ALTER TABLE RESUME WAL
Restarts transactions of a WAL table after recovery from errors.
Syntax
Description
sequencerTxn is the unique txn identification that the Sequencer issues to
transactions.
When sequencerTxn is not specified, the operation resumes the WAL apply job
from the next uncommitted transaction, including the failed one.
When sequencerTxn is specified, the operation resumes the WAL apply job
from the provided sequencerTxn number explicitly.

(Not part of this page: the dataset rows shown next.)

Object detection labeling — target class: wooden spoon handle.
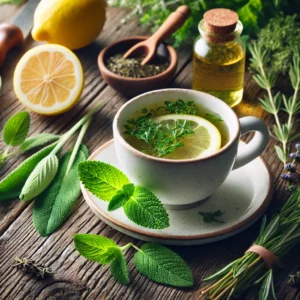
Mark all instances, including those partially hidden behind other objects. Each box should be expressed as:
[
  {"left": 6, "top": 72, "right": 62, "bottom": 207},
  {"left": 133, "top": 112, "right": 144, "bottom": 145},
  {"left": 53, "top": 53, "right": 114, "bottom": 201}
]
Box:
[
  {"left": 0, "top": 23, "right": 24, "bottom": 66},
  {"left": 151, "top": 5, "right": 190, "bottom": 43}
]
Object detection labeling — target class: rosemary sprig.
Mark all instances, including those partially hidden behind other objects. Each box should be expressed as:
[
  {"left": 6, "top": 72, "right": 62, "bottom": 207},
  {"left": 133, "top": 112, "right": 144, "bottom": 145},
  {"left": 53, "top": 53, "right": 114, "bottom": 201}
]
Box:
[
  {"left": 249, "top": 41, "right": 300, "bottom": 165},
  {"left": 12, "top": 257, "right": 54, "bottom": 279},
  {"left": 198, "top": 188, "right": 300, "bottom": 300}
]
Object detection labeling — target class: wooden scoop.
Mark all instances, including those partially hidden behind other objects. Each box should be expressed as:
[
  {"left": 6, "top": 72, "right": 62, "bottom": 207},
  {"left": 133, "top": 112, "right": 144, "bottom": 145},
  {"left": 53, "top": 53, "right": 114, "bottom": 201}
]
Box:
[{"left": 123, "top": 5, "right": 190, "bottom": 65}]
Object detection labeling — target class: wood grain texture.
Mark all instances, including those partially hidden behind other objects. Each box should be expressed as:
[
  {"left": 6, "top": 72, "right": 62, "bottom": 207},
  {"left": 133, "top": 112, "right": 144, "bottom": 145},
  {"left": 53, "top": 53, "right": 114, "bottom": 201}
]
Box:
[{"left": 0, "top": 5, "right": 300, "bottom": 300}]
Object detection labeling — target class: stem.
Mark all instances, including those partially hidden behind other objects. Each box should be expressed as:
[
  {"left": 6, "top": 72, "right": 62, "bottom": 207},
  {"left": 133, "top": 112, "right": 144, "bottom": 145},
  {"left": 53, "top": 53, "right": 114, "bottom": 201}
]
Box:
[
  {"left": 199, "top": 271, "right": 232, "bottom": 294},
  {"left": 287, "top": 83, "right": 299, "bottom": 130},
  {"left": 259, "top": 62, "right": 287, "bottom": 165},
  {"left": 50, "top": 104, "right": 101, "bottom": 154},
  {"left": 215, "top": 278, "right": 238, "bottom": 300},
  {"left": 66, "top": 117, "right": 92, "bottom": 175}
]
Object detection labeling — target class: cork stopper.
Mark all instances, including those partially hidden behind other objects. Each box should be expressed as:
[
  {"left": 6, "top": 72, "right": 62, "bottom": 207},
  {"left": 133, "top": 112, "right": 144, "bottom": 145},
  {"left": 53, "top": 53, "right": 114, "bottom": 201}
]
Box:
[{"left": 203, "top": 8, "right": 239, "bottom": 33}]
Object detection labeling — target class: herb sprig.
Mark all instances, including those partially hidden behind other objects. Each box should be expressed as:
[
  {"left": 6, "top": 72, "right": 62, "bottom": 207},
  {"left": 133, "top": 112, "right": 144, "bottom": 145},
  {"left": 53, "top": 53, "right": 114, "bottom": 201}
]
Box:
[
  {"left": 0, "top": 111, "right": 59, "bottom": 167},
  {"left": 124, "top": 99, "right": 198, "bottom": 157},
  {"left": 74, "top": 234, "right": 194, "bottom": 287},
  {"left": 198, "top": 188, "right": 300, "bottom": 300},
  {"left": 249, "top": 41, "right": 300, "bottom": 171},
  {"left": 78, "top": 161, "right": 170, "bottom": 229}
]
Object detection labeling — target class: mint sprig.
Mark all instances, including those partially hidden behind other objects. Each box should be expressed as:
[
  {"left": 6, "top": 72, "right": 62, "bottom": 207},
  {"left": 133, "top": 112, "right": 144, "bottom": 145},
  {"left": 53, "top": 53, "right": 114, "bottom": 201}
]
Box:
[
  {"left": 134, "top": 243, "right": 194, "bottom": 287},
  {"left": 74, "top": 234, "right": 194, "bottom": 287},
  {"left": 78, "top": 161, "right": 170, "bottom": 229}
]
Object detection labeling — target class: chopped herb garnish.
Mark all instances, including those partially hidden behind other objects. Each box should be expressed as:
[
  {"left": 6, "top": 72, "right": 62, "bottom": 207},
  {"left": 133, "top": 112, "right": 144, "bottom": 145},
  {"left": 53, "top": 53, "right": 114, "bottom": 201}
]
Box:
[
  {"left": 199, "top": 210, "right": 224, "bottom": 223},
  {"left": 124, "top": 113, "right": 194, "bottom": 157},
  {"left": 205, "top": 113, "right": 224, "bottom": 122},
  {"left": 161, "top": 99, "right": 199, "bottom": 115}
]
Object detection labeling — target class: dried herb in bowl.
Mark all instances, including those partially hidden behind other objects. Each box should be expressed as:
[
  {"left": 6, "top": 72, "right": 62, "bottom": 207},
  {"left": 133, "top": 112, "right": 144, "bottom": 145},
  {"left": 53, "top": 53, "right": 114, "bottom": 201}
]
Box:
[{"left": 106, "top": 54, "right": 169, "bottom": 78}]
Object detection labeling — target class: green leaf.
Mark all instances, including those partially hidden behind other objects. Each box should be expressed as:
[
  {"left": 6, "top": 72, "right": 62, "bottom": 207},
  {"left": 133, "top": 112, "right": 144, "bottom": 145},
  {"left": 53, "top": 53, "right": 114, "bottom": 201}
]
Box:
[
  {"left": 20, "top": 153, "right": 58, "bottom": 201},
  {"left": 78, "top": 161, "right": 130, "bottom": 201},
  {"left": 110, "top": 249, "right": 129, "bottom": 284},
  {"left": 259, "top": 269, "right": 273, "bottom": 300},
  {"left": 123, "top": 186, "right": 170, "bottom": 229},
  {"left": 32, "top": 146, "right": 88, "bottom": 236},
  {"left": 108, "top": 183, "right": 134, "bottom": 211},
  {"left": 20, "top": 133, "right": 59, "bottom": 152},
  {"left": 74, "top": 234, "right": 120, "bottom": 265},
  {"left": 134, "top": 244, "right": 194, "bottom": 287},
  {"left": 0, "top": 144, "right": 56, "bottom": 200},
  {"left": 3, "top": 111, "right": 30, "bottom": 146},
  {"left": 274, "top": 145, "right": 286, "bottom": 162}
]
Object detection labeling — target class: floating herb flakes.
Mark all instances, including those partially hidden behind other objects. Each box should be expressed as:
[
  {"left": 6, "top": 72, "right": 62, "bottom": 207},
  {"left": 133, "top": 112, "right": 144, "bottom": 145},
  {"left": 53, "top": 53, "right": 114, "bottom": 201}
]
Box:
[{"left": 106, "top": 54, "right": 169, "bottom": 78}]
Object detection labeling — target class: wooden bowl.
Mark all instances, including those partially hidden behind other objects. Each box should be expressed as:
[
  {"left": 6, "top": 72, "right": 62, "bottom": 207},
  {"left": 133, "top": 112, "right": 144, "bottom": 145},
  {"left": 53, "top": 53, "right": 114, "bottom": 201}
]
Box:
[{"left": 98, "top": 36, "right": 178, "bottom": 97}]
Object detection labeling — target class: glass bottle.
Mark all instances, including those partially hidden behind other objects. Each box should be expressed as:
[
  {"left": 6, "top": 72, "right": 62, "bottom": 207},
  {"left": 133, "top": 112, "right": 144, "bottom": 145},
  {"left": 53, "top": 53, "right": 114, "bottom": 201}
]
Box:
[{"left": 193, "top": 8, "right": 245, "bottom": 107}]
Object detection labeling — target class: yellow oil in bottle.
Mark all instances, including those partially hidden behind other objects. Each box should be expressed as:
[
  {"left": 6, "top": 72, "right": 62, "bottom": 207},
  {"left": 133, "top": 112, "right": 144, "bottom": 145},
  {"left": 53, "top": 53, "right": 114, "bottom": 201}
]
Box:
[
  {"left": 193, "top": 40, "right": 245, "bottom": 107},
  {"left": 193, "top": 8, "right": 245, "bottom": 107}
]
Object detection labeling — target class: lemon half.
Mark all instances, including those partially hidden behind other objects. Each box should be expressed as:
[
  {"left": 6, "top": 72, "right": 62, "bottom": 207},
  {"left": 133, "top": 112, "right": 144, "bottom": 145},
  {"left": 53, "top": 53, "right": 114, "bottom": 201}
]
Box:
[
  {"left": 153, "top": 114, "right": 221, "bottom": 159},
  {"left": 14, "top": 45, "right": 84, "bottom": 115}
]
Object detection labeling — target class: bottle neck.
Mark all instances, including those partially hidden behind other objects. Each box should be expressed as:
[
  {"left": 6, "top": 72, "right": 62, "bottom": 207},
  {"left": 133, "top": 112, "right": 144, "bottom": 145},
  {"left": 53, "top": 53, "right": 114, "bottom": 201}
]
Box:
[{"left": 198, "top": 20, "right": 243, "bottom": 44}]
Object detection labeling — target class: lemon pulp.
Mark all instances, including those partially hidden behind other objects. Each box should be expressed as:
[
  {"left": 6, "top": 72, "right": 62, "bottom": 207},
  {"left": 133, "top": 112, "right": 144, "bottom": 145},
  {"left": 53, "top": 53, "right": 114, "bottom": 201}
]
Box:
[
  {"left": 14, "top": 45, "right": 84, "bottom": 115},
  {"left": 153, "top": 114, "right": 221, "bottom": 159}
]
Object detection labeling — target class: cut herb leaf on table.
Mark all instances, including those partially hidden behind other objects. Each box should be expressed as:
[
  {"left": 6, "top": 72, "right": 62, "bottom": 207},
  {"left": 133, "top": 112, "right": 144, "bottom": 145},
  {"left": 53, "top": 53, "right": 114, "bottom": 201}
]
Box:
[
  {"left": 78, "top": 161, "right": 170, "bottom": 229},
  {"left": 74, "top": 234, "right": 194, "bottom": 287},
  {"left": 0, "top": 106, "right": 99, "bottom": 236},
  {"left": 0, "top": 111, "right": 59, "bottom": 167}
]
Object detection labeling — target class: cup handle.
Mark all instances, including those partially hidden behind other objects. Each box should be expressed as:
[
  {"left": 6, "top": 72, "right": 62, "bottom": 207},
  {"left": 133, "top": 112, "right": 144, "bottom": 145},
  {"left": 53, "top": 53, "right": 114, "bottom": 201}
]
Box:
[{"left": 232, "top": 117, "right": 269, "bottom": 170}]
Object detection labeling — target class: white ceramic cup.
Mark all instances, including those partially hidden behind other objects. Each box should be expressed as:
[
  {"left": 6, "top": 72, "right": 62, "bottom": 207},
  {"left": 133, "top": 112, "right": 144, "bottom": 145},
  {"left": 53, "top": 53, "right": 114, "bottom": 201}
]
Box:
[{"left": 113, "top": 89, "right": 269, "bottom": 209}]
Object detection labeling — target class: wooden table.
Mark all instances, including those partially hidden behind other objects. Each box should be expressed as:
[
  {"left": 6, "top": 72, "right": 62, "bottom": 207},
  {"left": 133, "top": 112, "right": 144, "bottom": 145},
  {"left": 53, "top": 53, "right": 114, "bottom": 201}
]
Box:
[{"left": 0, "top": 5, "right": 300, "bottom": 300}]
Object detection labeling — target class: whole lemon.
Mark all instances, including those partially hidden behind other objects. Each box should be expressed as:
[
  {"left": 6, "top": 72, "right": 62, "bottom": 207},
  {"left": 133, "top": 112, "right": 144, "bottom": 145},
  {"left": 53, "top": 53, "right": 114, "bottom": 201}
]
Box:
[{"left": 31, "top": 0, "right": 106, "bottom": 50}]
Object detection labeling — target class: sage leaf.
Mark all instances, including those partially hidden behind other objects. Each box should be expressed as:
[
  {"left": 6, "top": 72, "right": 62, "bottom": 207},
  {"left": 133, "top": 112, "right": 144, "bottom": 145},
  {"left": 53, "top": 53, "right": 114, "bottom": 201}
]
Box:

ALTER TABLE RESUME WAL is used to restart WAL table transactions after
resolving errors. When transactions are stopped, the suspended status from the
wal_tables() function is marked
as true, and the sequencerTxn value indicates the last successful commit in
the Sequencer. Once the error is resolved, ALTER TABLE RESUME WAL restarts the
suspended WAL transactions from the failed transaction. Alternatively, an
optional sequencerTxn value can be provided to skip the failed transaction.
Examples
Using the wal_tables() function
to investigate the table status:
wal_tables();
| name | suspended | writerTxn | sequencerTxn |
|---|---|---|---|
| trades | true | 3 | 5 |
The table trades is suspended. The last successful commit in the table is
3.
The following query restarts transactions from the failed transaction, 4:
ALTER TABLE trades RESUME WAL;
Alternatively, specifying the sequencerTxn to skip the failed commit (4 in
this case):
ALTER TABLE trades RESUME WAL FROM TRANSACTION 5;
-- This is equivalent to
ALTER TABLE trades RESUME WAL FROM TXN 5;
Diagnosing corrupted WAL transactions
If you have data deduplication enabled on your tables and you have access to the original events (for instance, they're stored in Apache Kafka, or other replayable source), you may reingest the data after skipping the problematic transactions.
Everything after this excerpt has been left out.